I believe that the actions of Shell during the last week represent an authoritative recognition that these predictable–and predicted–problems have come to pass. Like other (especially European) energy firms. Shell made ambitious carbon reduction pledges that it intended to meet largely through the use of offsets. But reality has reared its ugly head, and Shell is all but abandoning this strategy. Other companies (e.g., Microsoft) say that they are still committed, but if they are even remotely interested in spending their shareholders’ money wisely, they will eventually have the same come to Jesus moment as Shell.

A Shell-funded mangrove restoration project in Senegal (Bloomberg).
This represents another grievous blow to the ambitions of the Net Zero fanatics.

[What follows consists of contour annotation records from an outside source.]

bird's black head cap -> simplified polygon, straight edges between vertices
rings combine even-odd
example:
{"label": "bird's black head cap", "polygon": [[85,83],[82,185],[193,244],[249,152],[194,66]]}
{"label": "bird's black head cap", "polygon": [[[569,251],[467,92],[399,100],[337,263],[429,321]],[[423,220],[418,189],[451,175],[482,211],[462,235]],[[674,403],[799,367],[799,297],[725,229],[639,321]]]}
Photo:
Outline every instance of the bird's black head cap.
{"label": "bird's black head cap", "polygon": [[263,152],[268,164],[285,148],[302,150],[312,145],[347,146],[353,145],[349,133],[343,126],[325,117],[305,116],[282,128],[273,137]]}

Offsets are a major component of Net Zero plans. Renewables are another part–and reality is catching up with that too (as the travails of Danish renewables developer Orsted and German turbine manufacturer Siemens demonstrate).

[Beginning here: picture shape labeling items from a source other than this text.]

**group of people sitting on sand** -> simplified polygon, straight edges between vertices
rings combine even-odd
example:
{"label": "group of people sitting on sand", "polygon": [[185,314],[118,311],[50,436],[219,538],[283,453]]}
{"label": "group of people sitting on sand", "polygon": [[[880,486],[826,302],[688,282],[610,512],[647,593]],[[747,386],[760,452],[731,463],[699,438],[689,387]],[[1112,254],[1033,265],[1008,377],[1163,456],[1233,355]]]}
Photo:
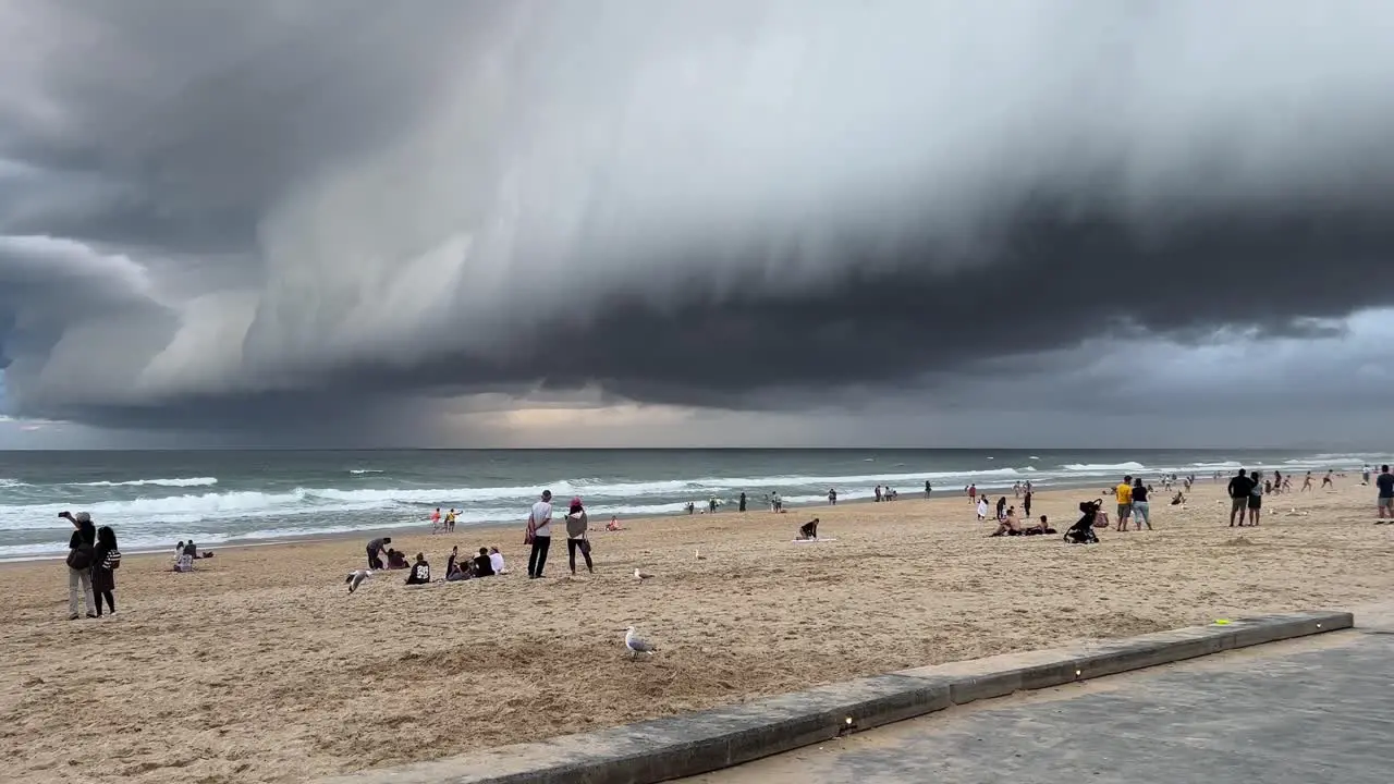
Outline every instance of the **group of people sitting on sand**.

But will the fanatics be deterred? Alas, it appears not. Indeed, they appear to be doubling down, as illustrated by lunatics like Michael Gove:
Net Zero and the policies intended to bring it about–including extensive reliance on renewables and offsets–are a guaranteed recipe for an impoverished future. This was predictable–and predicted–more than a decade ago. But when will the madness end? I am guessing not before these policies cause economic catastrophe.
Gove is an odd one. Clever, a bit bonkers, infinitely ambitious, and deeply untrustworthy. I find it hard to think of any circumstances where I could bring myself to vote for him.

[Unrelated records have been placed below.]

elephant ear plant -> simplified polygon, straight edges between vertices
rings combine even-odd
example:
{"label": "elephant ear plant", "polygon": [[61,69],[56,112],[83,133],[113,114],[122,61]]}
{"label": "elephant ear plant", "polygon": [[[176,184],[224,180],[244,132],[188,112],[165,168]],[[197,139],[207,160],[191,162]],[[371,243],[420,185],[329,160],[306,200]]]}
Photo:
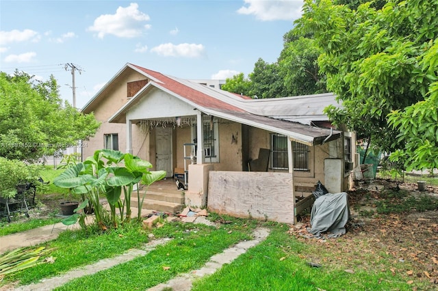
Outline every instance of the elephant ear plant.
{"label": "elephant ear plant", "polygon": [[[67,169],[55,179],[53,184],[62,188],[73,189],[77,193],[86,193],[87,199],[92,205],[96,223],[101,230],[105,230],[107,228],[107,210],[101,204],[100,198],[106,198],[110,206],[112,223],[114,227],[117,227],[116,208],[119,209],[121,223],[131,221],[131,196],[134,186],[136,186],[138,198],[138,219],[141,220],[141,206],[146,191],[140,199],[138,183],[142,181],[149,186],[166,176],[165,171],[150,171],[151,167],[149,162],[131,154],[112,150],[99,150],[84,162]],[[82,206],[85,207],[85,205],[83,204]],[[126,213],[125,217],[124,213]],[[75,222],[80,217],[73,215],[76,218],[70,219],[69,223]]]}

Anyway, Shell: at one point I consulted for them on the subject of “stranded” gas deposits. Once I’d absorbed the fact that they were advocates of trading Indulgences my enthusiasm cooled. The company was packed with engineers and scientists who understood thermodynamics and yet they all paid lip service to this rubbish. Sad.
Comment by dearieme — September 3, 2023 @ 6:03 pm
Like the Conservatives generally since Cameron, Gove is not a Conservative at all. The Conservative party has been thoroughly penetrated by entryists from the Green and Liberal Democrat parties, so what we have is a Green / Liberal Democrat government that is, like the Holy Roman Empire, neither green nor liberal not democratic. If you look at the way they voted during the Brexit contortions, and at what they are doing to force wind turbines onshore, it is clear that the typical Conservative MP is a constructive Liberal Democrat.
Gove is one of the worst of the lot; in fact, his assaults on property rights suggest that he is actually a full-blown authoritarian Marxist. We can be quite sure that once he has finished destroying the rental property market, he will turn to owner-occupied property next.
For my money, the reason the supposedly rightist Conservative Party became the target for the hard left to infiltrate and take over is that they despair of the more obvious target, the Labour Party, ever gaining power. It’s astonishing that this has been so successful, but perhaps explained by the fact that ideologically speaking the Conservative Party has been an empty suit since November 1989.
Comment by Green As Grass — September 4, 2023 @ 4:03 am
Prof, I’m afraid that you were “scooped” by the cartoon King of the Hill (Season 13 Episode 2) in identifying that offset companies have little incentive to ensure performance, that buyers have little incentive to investigate too closely and that consumers are easily swayed by the carbon offset marketing. Though they didn’t quantify anything mathematically, so I guess you aren’t at risk of unemployment 😛
But seriously, I think you’d enjoy that episode and how they were lampooning (back in 2008) all those points you raised.
Comment by HibernoFrog — September 4, 2023 @ 8:04 am
‘But when will the madness end?’
LOL.
Comment by Ex-Global Super-Regulator on Lunch Break — September 5, 2023 @ 6:05 am
All hail to the spivs!
If Shell are so spineless as not to be able to stand up for their industry – under attack by a retarded schoolgirl and the slivey Gove – then they deserve to be taken to the cleaners by all the shysters in the Western hemisphere.